“我们陈家不需要你这种吃里扒外,勾三搭四的臭婊子!这婚必须离!”婆婆气的浑身发抖。
“妈,你听我说,我真的没有,我和沈执尔只是上下级的关系,我跟他什么关系也没有。”我抓住她的手蹙眉慌乱的解释。
婆婆一把甩开我的手,恶狠狠的说:“别以为我不知道你那点心思,这婚你离也得离,不离也得离!我儿子不需要你这样的骚货!”
婆婆坐到沙发上,拨通电话:“是张律师吗?麻烦帮我起草一份离婚协议书。”
我怔怔的听着,迈着沉重的步子走进了卧室。
我睡的正沉的时候,有人使劲儿的摇我,耳边有骂骂咧咧的声音,我拧了拧眉,缓缓睁开眼睛。
婆婆正站在我床边一脸不高兴。
“妈?”我有些茫然的看着她,今天是休息日,我没反应过来她为什么这么早来叫我。
“赶紧起来,离婚协议书我已经拿到了,你别想赖!”说完这些,她就扭着屁股走了。
我这才想起来昨晚的事,看来这一劫不好逃了。
我起身利落的梳洗,到了客厅就看见脸色阴沉的陈卿宿和两份摆在桌上的离婚协议书。
“过来签字。”婆婆命令道。
我走过去坐在椅子上,看着眼前的离婚协议书沉默。
“你们俩把字签了。”婆婆看着我们说。
陈卿宿没想多久,伸手拿了黑水笔,翻开离婚协议书准备签字,我突然出声:“我不签。”我不能签。
“你不签?”婆婆眉毛都快要竖起来,声音拔高了好几个度。
“我不签。”我冷冷的看着她,沉沉的出声。
“好,你不签是吧。”婆婆气的手直抖,立刻安通电话。
“张律师,麻烦你过来一趟。”
我坐在桌旁安静的等着那位张律师,不多时,他便来了。
“张律师,请坐。”江兰芝客气的对他说,“今儿就请您做个公证。”
她横眼看向我,“张律师,就是她婚内出轨。”说着把那日的照片拿给他看,“这就是证据。”
张律师看完后点了点头,“这个证据很有说服力,现在是什么情况?”
我心下一沉,平静的说:“离婚协议书我不签,我没有出轨。你们不能诬陷我。”
“呵,我妈诬陷你?”陈卿宿冷嘲热讽道,“你跟别人男人都搂搂抱抱了,谁知道你们有没有上床?”

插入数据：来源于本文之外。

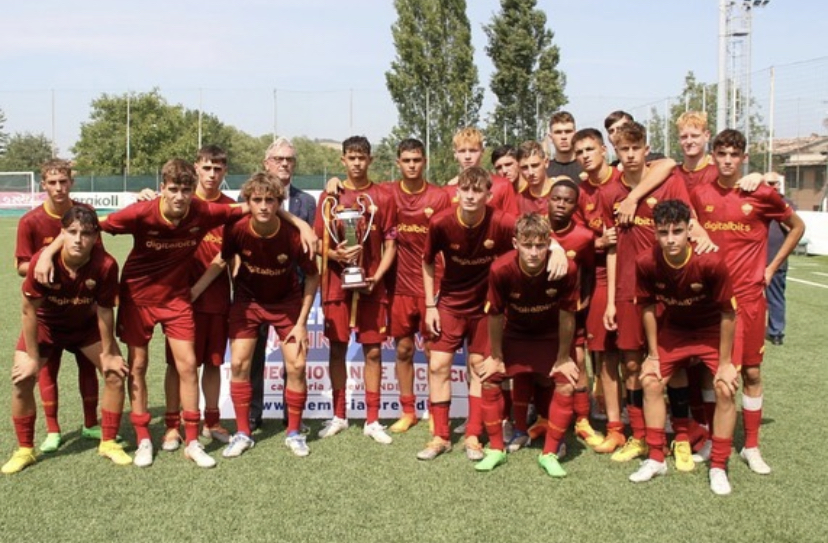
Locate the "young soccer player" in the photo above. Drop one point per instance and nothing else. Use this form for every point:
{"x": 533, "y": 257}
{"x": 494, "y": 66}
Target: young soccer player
{"x": 529, "y": 318}
{"x": 210, "y": 310}
{"x": 363, "y": 310}
{"x": 738, "y": 223}
{"x": 268, "y": 289}
{"x": 416, "y": 201}
{"x": 37, "y": 229}
{"x": 698, "y": 322}
{"x": 73, "y": 313}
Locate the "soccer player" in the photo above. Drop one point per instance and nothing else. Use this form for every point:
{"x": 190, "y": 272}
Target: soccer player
{"x": 210, "y": 310}
{"x": 36, "y": 229}
{"x": 738, "y": 223}
{"x": 416, "y": 201}
{"x": 698, "y": 322}
{"x": 73, "y": 313}
{"x": 363, "y": 310}
{"x": 469, "y": 237}
{"x": 578, "y": 243}
{"x": 561, "y": 131}
{"x": 530, "y": 317}
{"x": 268, "y": 289}
{"x": 534, "y": 195}
{"x": 622, "y": 314}
{"x": 280, "y": 161}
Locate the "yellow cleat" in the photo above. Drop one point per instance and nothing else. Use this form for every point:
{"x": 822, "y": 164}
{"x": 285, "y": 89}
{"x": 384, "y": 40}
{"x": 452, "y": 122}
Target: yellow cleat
{"x": 114, "y": 451}
{"x": 404, "y": 423}
{"x": 20, "y": 460}
{"x": 633, "y": 448}
{"x": 587, "y": 433}
{"x": 683, "y": 453}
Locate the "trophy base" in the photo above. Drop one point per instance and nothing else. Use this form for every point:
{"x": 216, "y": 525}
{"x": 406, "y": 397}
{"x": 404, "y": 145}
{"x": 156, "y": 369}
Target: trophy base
{"x": 353, "y": 278}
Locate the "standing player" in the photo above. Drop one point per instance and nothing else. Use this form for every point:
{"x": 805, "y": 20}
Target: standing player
{"x": 529, "y": 318}
{"x": 268, "y": 289}
{"x": 210, "y": 309}
{"x": 698, "y": 322}
{"x": 561, "y": 131}
{"x": 738, "y": 223}
{"x": 37, "y": 229}
{"x": 73, "y": 313}
{"x": 416, "y": 201}
{"x": 469, "y": 237}
{"x": 363, "y": 310}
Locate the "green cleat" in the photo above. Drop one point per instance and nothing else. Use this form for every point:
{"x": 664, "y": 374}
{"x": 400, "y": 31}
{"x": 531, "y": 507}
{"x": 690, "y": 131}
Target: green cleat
{"x": 549, "y": 463}
{"x": 492, "y": 459}
{"x": 51, "y": 443}
{"x": 91, "y": 433}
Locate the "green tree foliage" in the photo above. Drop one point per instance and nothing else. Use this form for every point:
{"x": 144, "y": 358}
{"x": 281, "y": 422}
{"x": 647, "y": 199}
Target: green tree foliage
{"x": 433, "y": 79}
{"x": 528, "y": 85}
{"x": 25, "y": 152}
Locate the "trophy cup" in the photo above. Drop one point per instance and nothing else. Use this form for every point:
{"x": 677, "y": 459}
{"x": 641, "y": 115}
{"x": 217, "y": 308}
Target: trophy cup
{"x": 352, "y": 226}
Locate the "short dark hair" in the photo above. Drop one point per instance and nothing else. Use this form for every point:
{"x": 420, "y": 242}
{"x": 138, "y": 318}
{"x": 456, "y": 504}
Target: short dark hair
{"x": 85, "y": 215}
{"x": 359, "y": 144}
{"x": 730, "y": 138}
{"x": 671, "y": 212}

“这婚你必须离,房子也要给我们。”江兰芝看着我冰冷的说。
我冷笑一声,拍桌而起,“凭什么房子也给你们?江兰芝,我告诉你,这婚我绝不离!你们私吞了我的财产,还想让我净身出户,绝不可能!”我气红了眼。
“你说什么胡话!谁动了你的财产!”江兰芝说着就跑过来推我,我再也顾不得尊卑,迅速抓住她的头发,很快就和她扭打在一块。
陈卿宿和张律师劝架好久才把我们分开,江兰芝气的顶着一头鸡窝头跑去厨房操起菜刀就朝我砍,我知道她已经失去了理智,我不能再和她硬拼,把命送在她手上,不值。
我连连后退,直到退出家门。
“砰”的一声,大门紧紧关上,我怔怔的看着关上的门,好久才意识到自己被赶出来了。
我苦笑着走下楼梯。
原本我的日子虽不温暖,却也还算过得去,之前有一个容身之处,而现在我什么都没了,身上没有一分钱。

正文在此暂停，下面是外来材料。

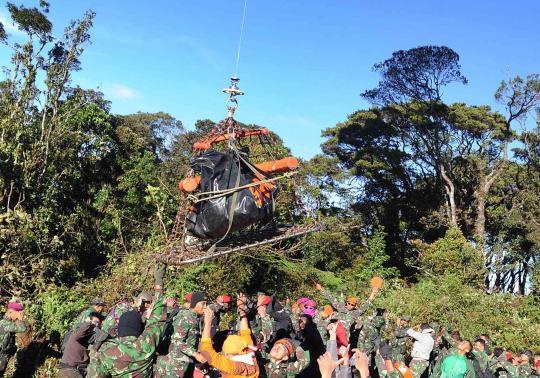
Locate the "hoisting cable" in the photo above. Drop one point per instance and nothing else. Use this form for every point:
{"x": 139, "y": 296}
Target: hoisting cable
{"x": 240, "y": 40}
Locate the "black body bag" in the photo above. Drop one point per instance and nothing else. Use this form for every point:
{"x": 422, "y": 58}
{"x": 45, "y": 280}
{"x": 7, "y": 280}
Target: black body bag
{"x": 210, "y": 219}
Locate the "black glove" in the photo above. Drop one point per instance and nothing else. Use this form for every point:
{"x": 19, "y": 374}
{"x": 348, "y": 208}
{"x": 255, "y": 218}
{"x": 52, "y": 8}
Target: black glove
{"x": 159, "y": 272}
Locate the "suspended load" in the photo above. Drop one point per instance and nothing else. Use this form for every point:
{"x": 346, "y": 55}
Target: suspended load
{"x": 230, "y": 193}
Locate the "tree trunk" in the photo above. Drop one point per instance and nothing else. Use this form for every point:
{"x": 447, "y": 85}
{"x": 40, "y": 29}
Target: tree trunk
{"x": 451, "y": 198}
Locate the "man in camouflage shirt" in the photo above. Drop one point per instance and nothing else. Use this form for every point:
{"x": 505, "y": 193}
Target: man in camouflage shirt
{"x": 182, "y": 354}
{"x": 11, "y": 324}
{"x": 140, "y": 303}
{"x": 479, "y": 352}
{"x": 222, "y": 305}
{"x": 500, "y": 366}
{"x": 132, "y": 354}
{"x": 286, "y": 359}
{"x": 369, "y": 331}
{"x": 348, "y": 312}
{"x": 400, "y": 339}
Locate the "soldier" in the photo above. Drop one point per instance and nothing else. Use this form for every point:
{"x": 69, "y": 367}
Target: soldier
{"x": 182, "y": 353}
{"x": 286, "y": 359}
{"x": 479, "y": 352}
{"x": 132, "y": 353}
{"x": 348, "y": 312}
{"x": 369, "y": 331}
{"x": 11, "y": 324}
{"x": 457, "y": 365}
{"x": 423, "y": 345}
{"x": 141, "y": 303}
{"x": 96, "y": 306}
{"x": 222, "y": 305}
{"x": 262, "y": 324}
{"x": 75, "y": 356}
{"x": 237, "y": 358}
{"x": 400, "y": 339}
{"x": 322, "y": 319}
{"x": 500, "y": 366}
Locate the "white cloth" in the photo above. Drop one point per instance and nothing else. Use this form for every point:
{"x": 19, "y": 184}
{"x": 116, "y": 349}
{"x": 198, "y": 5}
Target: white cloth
{"x": 423, "y": 344}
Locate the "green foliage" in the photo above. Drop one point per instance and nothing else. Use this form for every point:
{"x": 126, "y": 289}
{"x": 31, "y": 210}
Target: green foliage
{"x": 453, "y": 256}
{"x": 373, "y": 263}
{"x": 510, "y": 322}
{"x": 53, "y": 310}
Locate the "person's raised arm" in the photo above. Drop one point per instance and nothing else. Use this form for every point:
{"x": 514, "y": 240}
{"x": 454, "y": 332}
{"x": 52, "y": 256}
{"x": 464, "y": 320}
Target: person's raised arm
{"x": 361, "y": 310}
{"x": 327, "y": 365}
{"x": 241, "y": 303}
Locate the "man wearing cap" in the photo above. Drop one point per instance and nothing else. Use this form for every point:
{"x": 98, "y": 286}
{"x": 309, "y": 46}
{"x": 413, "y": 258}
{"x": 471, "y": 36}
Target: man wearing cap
{"x": 500, "y": 366}
{"x": 141, "y": 303}
{"x": 182, "y": 354}
{"x": 237, "y": 358}
{"x": 421, "y": 352}
{"x": 323, "y": 317}
{"x": 133, "y": 352}
{"x": 286, "y": 359}
{"x": 12, "y": 323}
{"x": 400, "y": 339}
{"x": 75, "y": 357}
{"x": 369, "y": 330}
{"x": 222, "y": 304}
{"x": 348, "y": 312}
{"x": 479, "y": 352}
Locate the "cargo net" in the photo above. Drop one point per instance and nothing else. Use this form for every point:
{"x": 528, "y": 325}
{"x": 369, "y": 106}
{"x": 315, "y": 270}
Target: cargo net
{"x": 229, "y": 196}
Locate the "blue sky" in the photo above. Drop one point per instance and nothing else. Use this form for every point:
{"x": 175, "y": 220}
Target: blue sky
{"x": 303, "y": 63}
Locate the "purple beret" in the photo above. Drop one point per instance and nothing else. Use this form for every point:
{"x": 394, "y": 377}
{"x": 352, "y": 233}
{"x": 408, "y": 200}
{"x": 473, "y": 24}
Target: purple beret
{"x": 15, "y": 306}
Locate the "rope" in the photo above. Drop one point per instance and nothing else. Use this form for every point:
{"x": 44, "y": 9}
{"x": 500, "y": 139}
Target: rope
{"x": 240, "y": 40}
{"x": 221, "y": 193}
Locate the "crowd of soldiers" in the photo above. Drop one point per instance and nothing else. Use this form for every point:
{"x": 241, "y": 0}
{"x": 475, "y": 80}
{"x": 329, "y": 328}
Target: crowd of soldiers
{"x": 153, "y": 336}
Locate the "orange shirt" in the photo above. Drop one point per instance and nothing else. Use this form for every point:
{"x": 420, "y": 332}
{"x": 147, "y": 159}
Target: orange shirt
{"x": 227, "y": 367}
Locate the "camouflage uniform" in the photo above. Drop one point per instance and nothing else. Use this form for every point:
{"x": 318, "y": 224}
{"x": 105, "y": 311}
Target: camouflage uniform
{"x": 8, "y": 329}
{"x": 524, "y": 370}
{"x": 442, "y": 353}
{"x": 262, "y": 328}
{"x": 322, "y": 326}
{"x": 369, "y": 335}
{"x": 418, "y": 367}
{"x": 218, "y": 310}
{"x": 287, "y": 369}
{"x": 348, "y": 318}
{"x": 482, "y": 359}
{"x": 110, "y": 324}
{"x": 399, "y": 343}
{"x": 131, "y": 356}
{"x": 184, "y": 342}
{"x": 502, "y": 368}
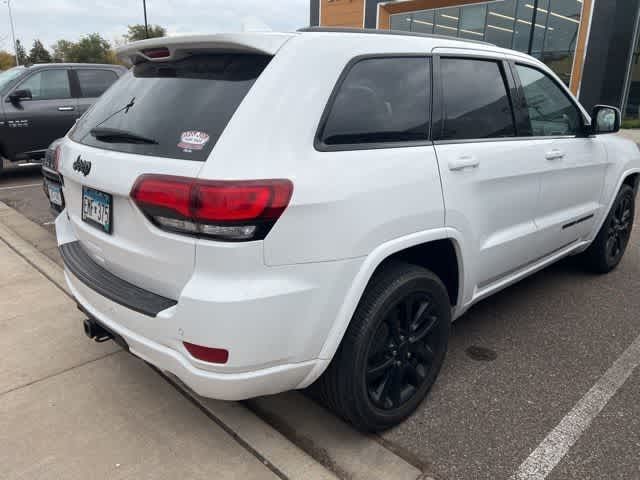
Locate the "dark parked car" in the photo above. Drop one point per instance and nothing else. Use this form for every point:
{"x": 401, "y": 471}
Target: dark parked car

我站在窗口望着楼下来往的情侣,耳边忽然就想起昨晚陈卿宿的话:顾安眠,你就是和沈执尔……不清不楚,你是有夫之妇,你竟然和他……和他勾搭在一起,真……真不要脸。
我的心顿时一紧,没错,都是因为沈执尔,我才落魄成这样。
我的家庭,我的婚姻,我的一切都是沈执尔毁的,如果没有他,我根本不会变成现在这样!
沈执尔,都是因为你!
我的目光一点一点冷却,这样的念头在的脑海里疯狂的滋生,我抹了把脸上的泪,一路跑去找他。

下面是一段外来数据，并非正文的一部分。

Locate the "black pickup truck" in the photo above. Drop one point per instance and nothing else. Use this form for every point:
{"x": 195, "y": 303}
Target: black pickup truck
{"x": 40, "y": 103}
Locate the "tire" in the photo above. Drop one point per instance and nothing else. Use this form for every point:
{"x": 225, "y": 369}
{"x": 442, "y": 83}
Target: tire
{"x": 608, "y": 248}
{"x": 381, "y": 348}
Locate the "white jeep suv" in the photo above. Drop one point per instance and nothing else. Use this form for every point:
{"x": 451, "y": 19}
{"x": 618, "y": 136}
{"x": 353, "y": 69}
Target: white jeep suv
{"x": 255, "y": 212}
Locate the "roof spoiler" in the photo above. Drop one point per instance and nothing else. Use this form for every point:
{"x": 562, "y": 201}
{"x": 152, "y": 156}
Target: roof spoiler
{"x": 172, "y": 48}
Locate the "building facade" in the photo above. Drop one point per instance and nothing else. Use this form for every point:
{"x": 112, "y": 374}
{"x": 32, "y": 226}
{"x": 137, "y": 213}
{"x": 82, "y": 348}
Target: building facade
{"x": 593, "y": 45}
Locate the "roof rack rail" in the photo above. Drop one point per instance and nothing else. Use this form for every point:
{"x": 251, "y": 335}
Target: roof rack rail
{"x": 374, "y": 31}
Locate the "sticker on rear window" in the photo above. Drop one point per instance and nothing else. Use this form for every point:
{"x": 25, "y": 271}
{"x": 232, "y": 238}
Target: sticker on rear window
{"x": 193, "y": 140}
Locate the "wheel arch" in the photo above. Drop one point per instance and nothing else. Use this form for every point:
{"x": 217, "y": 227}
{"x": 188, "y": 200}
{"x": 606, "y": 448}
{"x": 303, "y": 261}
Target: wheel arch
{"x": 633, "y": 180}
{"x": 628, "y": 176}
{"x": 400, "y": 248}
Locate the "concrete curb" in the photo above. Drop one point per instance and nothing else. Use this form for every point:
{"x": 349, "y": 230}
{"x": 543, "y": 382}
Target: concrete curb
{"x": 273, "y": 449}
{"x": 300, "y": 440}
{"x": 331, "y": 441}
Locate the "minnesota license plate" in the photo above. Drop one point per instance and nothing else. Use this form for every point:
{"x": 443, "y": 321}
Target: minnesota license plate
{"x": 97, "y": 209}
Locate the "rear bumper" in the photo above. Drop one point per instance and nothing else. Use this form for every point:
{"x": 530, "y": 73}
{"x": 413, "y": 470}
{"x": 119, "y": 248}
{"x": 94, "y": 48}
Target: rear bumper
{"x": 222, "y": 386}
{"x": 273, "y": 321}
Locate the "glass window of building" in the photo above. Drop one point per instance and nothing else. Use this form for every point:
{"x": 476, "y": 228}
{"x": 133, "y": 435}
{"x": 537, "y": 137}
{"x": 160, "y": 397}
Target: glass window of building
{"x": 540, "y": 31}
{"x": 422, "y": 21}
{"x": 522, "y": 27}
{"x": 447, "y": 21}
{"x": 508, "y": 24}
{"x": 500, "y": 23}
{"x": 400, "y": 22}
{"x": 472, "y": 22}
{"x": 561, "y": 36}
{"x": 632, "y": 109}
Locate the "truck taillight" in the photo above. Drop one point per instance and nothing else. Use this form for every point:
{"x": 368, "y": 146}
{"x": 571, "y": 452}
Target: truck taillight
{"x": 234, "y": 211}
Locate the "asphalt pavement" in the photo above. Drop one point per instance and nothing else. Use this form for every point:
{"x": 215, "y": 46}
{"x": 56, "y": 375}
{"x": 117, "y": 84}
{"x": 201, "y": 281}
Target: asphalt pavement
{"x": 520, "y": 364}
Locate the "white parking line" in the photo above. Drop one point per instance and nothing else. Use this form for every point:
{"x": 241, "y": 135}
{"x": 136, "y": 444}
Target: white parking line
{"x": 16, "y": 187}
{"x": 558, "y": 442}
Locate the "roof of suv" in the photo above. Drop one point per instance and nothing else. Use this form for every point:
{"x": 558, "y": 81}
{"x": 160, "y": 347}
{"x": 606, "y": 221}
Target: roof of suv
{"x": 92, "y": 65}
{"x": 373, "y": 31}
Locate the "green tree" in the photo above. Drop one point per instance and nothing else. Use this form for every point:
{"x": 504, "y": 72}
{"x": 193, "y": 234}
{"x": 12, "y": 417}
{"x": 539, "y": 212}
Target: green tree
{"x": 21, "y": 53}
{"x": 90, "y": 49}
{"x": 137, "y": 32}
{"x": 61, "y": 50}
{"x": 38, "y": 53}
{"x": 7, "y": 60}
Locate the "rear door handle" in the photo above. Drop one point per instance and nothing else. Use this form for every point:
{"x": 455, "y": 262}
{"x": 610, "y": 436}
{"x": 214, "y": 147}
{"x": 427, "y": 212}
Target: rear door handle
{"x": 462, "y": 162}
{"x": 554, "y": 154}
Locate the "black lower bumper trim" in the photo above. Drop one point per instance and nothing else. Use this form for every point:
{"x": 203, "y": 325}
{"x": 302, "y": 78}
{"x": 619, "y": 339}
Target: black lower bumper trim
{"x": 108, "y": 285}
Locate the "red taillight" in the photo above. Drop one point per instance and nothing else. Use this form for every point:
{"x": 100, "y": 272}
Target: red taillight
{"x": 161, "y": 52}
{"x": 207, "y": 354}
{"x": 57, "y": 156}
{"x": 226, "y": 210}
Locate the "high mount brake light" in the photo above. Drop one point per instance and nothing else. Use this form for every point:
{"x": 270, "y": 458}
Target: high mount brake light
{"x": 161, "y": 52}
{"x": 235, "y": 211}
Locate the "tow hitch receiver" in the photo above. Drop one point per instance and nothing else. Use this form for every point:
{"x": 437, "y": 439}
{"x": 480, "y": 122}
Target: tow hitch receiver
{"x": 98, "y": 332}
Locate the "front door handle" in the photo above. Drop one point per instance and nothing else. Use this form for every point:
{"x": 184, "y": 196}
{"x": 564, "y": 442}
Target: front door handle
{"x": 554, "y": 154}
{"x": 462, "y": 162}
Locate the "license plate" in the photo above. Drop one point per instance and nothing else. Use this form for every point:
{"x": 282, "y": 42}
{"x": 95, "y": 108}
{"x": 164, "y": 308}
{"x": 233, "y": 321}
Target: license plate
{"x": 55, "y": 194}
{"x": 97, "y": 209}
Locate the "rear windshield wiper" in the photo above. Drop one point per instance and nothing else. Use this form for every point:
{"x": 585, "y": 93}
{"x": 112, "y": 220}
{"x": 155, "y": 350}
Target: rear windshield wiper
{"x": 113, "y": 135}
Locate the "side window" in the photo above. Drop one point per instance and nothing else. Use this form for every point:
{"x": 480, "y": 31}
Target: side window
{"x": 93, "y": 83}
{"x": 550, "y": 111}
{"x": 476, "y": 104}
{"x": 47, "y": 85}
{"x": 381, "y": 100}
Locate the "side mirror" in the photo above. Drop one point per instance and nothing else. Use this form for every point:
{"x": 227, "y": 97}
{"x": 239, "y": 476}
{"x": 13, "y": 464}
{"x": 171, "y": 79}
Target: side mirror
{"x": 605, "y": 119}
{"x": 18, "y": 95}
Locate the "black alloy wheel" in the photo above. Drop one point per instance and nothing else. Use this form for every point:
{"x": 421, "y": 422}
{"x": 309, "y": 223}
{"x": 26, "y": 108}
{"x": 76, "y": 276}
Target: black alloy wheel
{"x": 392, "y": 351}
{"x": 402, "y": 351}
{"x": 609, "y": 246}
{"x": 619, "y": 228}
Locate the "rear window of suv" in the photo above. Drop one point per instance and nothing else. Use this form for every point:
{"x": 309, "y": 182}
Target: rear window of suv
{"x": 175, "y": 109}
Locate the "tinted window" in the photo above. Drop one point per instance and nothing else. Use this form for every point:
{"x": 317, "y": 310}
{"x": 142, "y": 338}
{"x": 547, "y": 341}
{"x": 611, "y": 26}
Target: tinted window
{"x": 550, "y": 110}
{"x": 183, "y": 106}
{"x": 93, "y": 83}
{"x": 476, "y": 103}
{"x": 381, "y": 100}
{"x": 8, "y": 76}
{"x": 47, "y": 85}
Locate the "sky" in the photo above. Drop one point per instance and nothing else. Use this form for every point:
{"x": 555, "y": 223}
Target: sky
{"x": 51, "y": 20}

双脚都走的生疼,我才跑到他家,黑色的铁门阻挡了我的步伐,我强烈的摁着门铃,我要见他,我要见他!
不多久,一个女仆人跑过来,看到我她有些惊讶,在她的瞳孔里,我看见自己乱糟糟的头发。
“小姐,沈少爷说不见你。”她说完这一句,不顾我的呼喊直接跑走了。
我抓着铁门的手一路下滑,最终跌坐在地上,冰凉的铁门贴在我的面庞上,我却没有丝毫感觉。
从中午到下午,我一直坐在旁边的花丛里,我知道,如果我一直待在铁门边,沈执尔也许几天都不会出来,而我等不了那么久。
我一定要见他,这是我唯一的执念。
暮色降临,寒气渐渐有些凝重,我抱着自己蜷缩在墙角。
我不知道自己什么时候睡着的,醒来的时候天已大亮,我看着紧闭的铁门心一点点往下沉。
正在我想着要不要用什么办法的时候,忽然听到铁门渐开的声音,我一个激灵,赶紧站起来,一天没吃饭的我有些眩晕,但这并没有阻挡我。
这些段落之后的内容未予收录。